Lydia Davis
La casa de atrás
(“The House Behind”)
Vivimos en la casa de atrás y no vemos la calle: las ventanas del fondo miran hacia la piedra gris de la muralla de la ciudad y las ventanas delanteras dan al patio de las cocinas y los cuartos de baño de la casa de delante. Los apartamentos de la casa de delante son amplios y cómodos, mientras que los nuestros son estrechos y destartalados.

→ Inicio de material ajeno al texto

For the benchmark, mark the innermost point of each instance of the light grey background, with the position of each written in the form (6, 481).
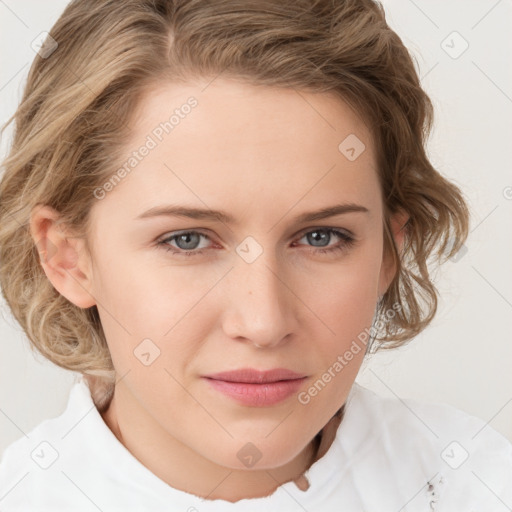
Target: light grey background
(464, 357)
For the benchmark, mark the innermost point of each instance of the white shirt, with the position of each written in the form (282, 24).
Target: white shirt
(389, 454)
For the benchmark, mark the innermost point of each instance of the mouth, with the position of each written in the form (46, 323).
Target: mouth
(257, 388)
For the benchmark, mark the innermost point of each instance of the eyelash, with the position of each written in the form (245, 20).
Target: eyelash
(346, 242)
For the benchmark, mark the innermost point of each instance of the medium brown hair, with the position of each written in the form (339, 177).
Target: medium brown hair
(77, 105)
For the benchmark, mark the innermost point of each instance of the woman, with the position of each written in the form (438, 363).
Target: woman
(212, 212)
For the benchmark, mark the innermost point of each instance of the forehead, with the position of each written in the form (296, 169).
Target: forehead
(246, 144)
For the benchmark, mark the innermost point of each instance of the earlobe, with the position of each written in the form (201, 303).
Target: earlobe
(398, 232)
(63, 257)
(398, 222)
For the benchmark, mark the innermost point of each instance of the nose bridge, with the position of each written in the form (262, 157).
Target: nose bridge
(261, 307)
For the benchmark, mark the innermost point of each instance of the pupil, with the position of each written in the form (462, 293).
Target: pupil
(323, 236)
(186, 238)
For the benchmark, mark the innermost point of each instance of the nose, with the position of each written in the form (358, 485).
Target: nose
(261, 306)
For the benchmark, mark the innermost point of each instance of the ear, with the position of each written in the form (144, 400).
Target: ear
(388, 269)
(64, 258)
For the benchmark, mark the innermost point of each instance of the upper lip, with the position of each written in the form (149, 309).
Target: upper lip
(256, 376)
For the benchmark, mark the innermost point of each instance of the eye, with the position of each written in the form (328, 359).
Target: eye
(188, 243)
(324, 235)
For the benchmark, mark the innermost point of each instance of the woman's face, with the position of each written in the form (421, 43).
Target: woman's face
(268, 284)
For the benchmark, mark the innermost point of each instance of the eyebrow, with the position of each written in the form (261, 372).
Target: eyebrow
(221, 216)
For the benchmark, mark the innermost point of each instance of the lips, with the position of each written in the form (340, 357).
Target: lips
(256, 376)
(257, 388)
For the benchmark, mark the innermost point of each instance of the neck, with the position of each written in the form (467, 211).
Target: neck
(184, 469)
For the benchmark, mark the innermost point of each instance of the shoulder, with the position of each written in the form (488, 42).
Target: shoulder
(461, 451)
(34, 461)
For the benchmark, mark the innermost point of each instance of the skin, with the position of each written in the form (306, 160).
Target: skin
(264, 155)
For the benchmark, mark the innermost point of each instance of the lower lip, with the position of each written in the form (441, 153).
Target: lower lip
(258, 395)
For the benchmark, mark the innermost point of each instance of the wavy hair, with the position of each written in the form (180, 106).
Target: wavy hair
(79, 98)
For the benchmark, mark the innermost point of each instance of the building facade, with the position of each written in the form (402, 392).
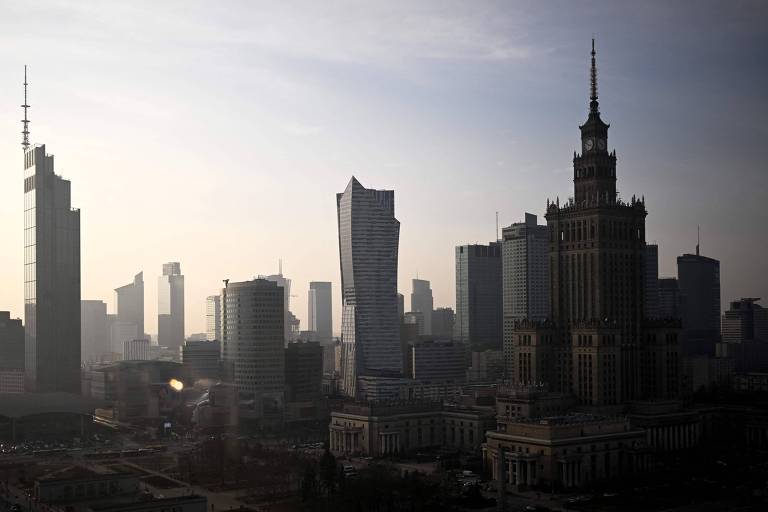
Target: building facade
(252, 317)
(213, 318)
(170, 307)
(51, 277)
(422, 302)
(479, 295)
(321, 310)
(368, 244)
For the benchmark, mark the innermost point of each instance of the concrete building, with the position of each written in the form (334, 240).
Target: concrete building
(303, 372)
(564, 451)
(51, 277)
(321, 310)
(368, 243)
(129, 303)
(252, 317)
(479, 312)
(422, 302)
(404, 427)
(213, 318)
(11, 342)
(438, 362)
(170, 307)
(136, 350)
(699, 281)
(651, 299)
(669, 298)
(95, 334)
(443, 320)
(202, 359)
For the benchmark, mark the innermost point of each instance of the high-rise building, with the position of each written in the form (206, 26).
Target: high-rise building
(597, 343)
(94, 331)
(699, 281)
(213, 317)
(651, 281)
(129, 303)
(51, 277)
(422, 302)
(252, 317)
(669, 298)
(442, 323)
(368, 242)
(11, 342)
(479, 295)
(525, 268)
(321, 310)
(170, 307)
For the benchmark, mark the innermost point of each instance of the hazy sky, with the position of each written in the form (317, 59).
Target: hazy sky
(218, 133)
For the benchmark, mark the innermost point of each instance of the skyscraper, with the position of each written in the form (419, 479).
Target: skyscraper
(170, 307)
(422, 302)
(129, 303)
(479, 295)
(699, 281)
(525, 268)
(252, 317)
(368, 244)
(321, 310)
(651, 281)
(51, 273)
(213, 317)
(95, 333)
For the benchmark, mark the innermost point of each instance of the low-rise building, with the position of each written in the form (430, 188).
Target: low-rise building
(564, 451)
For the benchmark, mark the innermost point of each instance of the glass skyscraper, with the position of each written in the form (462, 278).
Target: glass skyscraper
(368, 243)
(51, 277)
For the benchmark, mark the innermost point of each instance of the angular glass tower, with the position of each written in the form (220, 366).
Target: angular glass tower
(51, 277)
(368, 243)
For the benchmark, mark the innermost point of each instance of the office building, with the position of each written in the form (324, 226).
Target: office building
(436, 362)
(11, 342)
(368, 243)
(699, 281)
(321, 310)
(303, 372)
(479, 295)
(669, 298)
(170, 307)
(442, 323)
(525, 270)
(129, 303)
(51, 277)
(422, 302)
(597, 343)
(213, 317)
(94, 331)
(652, 281)
(252, 317)
(202, 359)
(136, 350)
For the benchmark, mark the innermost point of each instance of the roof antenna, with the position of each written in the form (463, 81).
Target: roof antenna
(25, 121)
(698, 238)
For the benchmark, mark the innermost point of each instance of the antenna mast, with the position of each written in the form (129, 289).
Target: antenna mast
(25, 121)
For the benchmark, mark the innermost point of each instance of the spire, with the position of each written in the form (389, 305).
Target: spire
(593, 83)
(25, 121)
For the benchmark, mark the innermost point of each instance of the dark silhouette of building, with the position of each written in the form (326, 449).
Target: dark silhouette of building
(597, 343)
(479, 296)
(699, 281)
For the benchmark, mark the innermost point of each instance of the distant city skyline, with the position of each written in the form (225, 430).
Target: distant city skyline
(476, 105)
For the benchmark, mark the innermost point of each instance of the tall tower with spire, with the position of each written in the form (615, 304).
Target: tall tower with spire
(595, 344)
(51, 273)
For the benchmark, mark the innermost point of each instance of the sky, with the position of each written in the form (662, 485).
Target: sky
(218, 133)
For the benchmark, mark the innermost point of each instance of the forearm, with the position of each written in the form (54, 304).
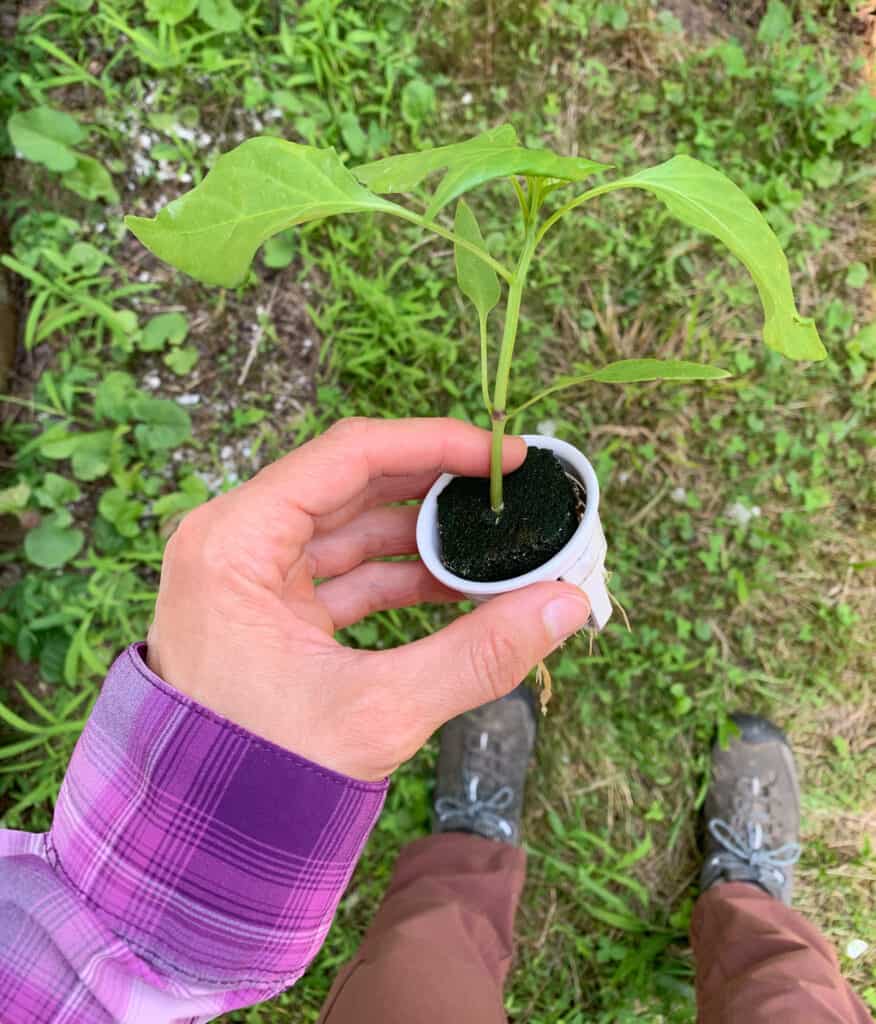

En la casa de delante, las sirvientas viven en habitaciones pequeñas y limpias del último piso, y se asoman a las chapiteles de St-Étienne, pero bajo el alero de nuestra casa, diminutos cubículos se abren a la oscuridad de un pasillo polvoriento y los estudiantes y licenciados pobres que duermen en ellos comparten un retrete junto al hueco de la escalera. Muchos inquilinos de la casa de delante son altos funcionarios, mientras que la de detrás está llena de comerciantes, vendedores, carteros jubilados y maestros de escuela solteros. Está claro que no podemos culpar de su riqueza a los vecinos de la casa de delante, pero es algo que pesa sobre nosotros: sentimos la diferencia. Esto, sin embargo, no basta para explicar el rencor que ha existido siempre entre las dos casas.